Fat-restricted diets, produce weight loss by increasing CNS sensitivity to leptin, allowing energy intake, adipose mass, and leptin levels to fall without a compensatory increase in appetite.

These types of studies often find either no or more often some decrease in leptin levels. The failure for leptin fall to bring about increased food intake is attributed to a rise in leptin sensitivity. The conclusion of several studies is simply that dietary fat restriction enhances leptin sensitivity in the CNS and the periphery and that returning people to 35% fat diets rapidly abates the increase in leptin sensitivity.

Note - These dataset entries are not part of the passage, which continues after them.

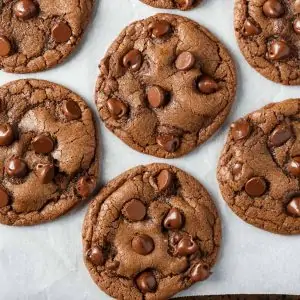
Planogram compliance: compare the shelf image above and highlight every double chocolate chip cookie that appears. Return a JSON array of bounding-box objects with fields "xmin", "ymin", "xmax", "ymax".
[
  {"xmin": 0, "ymin": 0, "xmax": 94, "ymax": 73},
  {"xmin": 83, "ymin": 164, "xmax": 221, "ymax": 300},
  {"xmin": 235, "ymin": 0, "xmax": 300, "ymax": 85},
  {"xmin": 140, "ymin": 0, "xmax": 202, "ymax": 10},
  {"xmin": 218, "ymin": 99, "xmax": 300, "ymax": 234},
  {"xmin": 96, "ymin": 14, "xmax": 236, "ymax": 158},
  {"xmin": 0, "ymin": 80, "xmax": 98, "ymax": 225}
]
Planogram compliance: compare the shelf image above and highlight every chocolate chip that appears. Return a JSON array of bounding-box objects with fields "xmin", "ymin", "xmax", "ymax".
[
  {"xmin": 156, "ymin": 134, "xmax": 180, "ymax": 153},
  {"xmin": 293, "ymin": 17, "xmax": 300, "ymax": 34},
  {"xmin": 156, "ymin": 170, "xmax": 173, "ymax": 192},
  {"xmin": 231, "ymin": 119, "xmax": 251, "ymax": 141},
  {"xmin": 62, "ymin": 100, "xmax": 81, "ymax": 121},
  {"xmin": 0, "ymin": 35, "xmax": 12, "ymax": 57},
  {"xmin": 77, "ymin": 175, "xmax": 96, "ymax": 198},
  {"xmin": 131, "ymin": 234, "xmax": 154, "ymax": 255},
  {"xmin": 5, "ymin": 156, "xmax": 27, "ymax": 178},
  {"xmin": 86, "ymin": 246, "xmax": 105, "ymax": 266},
  {"xmin": 163, "ymin": 207, "xmax": 183, "ymax": 229},
  {"xmin": 123, "ymin": 49, "xmax": 143, "ymax": 71},
  {"xmin": 190, "ymin": 263, "xmax": 210, "ymax": 282},
  {"xmin": 149, "ymin": 20, "xmax": 171, "ymax": 38},
  {"xmin": 287, "ymin": 156, "xmax": 300, "ymax": 176},
  {"xmin": 268, "ymin": 40, "xmax": 291, "ymax": 60},
  {"xmin": 175, "ymin": 51, "xmax": 196, "ymax": 71},
  {"xmin": 243, "ymin": 19, "xmax": 261, "ymax": 36},
  {"xmin": 31, "ymin": 134, "xmax": 54, "ymax": 154},
  {"xmin": 135, "ymin": 271, "xmax": 157, "ymax": 294},
  {"xmin": 35, "ymin": 164, "xmax": 55, "ymax": 184},
  {"xmin": 263, "ymin": 0, "xmax": 284, "ymax": 18},
  {"xmin": 0, "ymin": 124, "xmax": 14, "ymax": 146},
  {"xmin": 245, "ymin": 177, "xmax": 267, "ymax": 197},
  {"xmin": 269, "ymin": 125, "xmax": 293, "ymax": 147},
  {"xmin": 286, "ymin": 197, "xmax": 300, "ymax": 217},
  {"xmin": 147, "ymin": 86, "xmax": 166, "ymax": 108},
  {"xmin": 14, "ymin": 0, "xmax": 39, "ymax": 20},
  {"xmin": 0, "ymin": 188, "xmax": 9, "ymax": 208},
  {"xmin": 197, "ymin": 75, "xmax": 218, "ymax": 95},
  {"xmin": 52, "ymin": 22, "xmax": 72, "ymax": 43},
  {"xmin": 107, "ymin": 98, "xmax": 128, "ymax": 119},
  {"xmin": 122, "ymin": 199, "xmax": 147, "ymax": 222},
  {"xmin": 176, "ymin": 236, "xmax": 199, "ymax": 256}
]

In addition these diets do not increase Ghrelin levels so Ghrelin will not act to induce hunger. CCK also does not appear to be increased so there is no rise in satiety signally. The sole mechanism to explain the feeling of fullness is an increase in leptin sensitivity.


Reconciling the two macro-nutrient extremes

In my opinion it is the continued presence of both carbohydrates and fats in a diet that results in decreased leptin sensitivity and removal of one in a diet will enhance leptin sensitivity.

Toggling between these two extremes probably has some benefit. The worry is often that circulating fatty acids may bring deposition in organs and muscle and this will lead to insulin resistance in peripheral tissue as well as effect health. It will be important to better match energy utilization with energy input when ingestion of fats is used as an energy substrate. We must also keep an eye on the liberation of fatty acids into circulation.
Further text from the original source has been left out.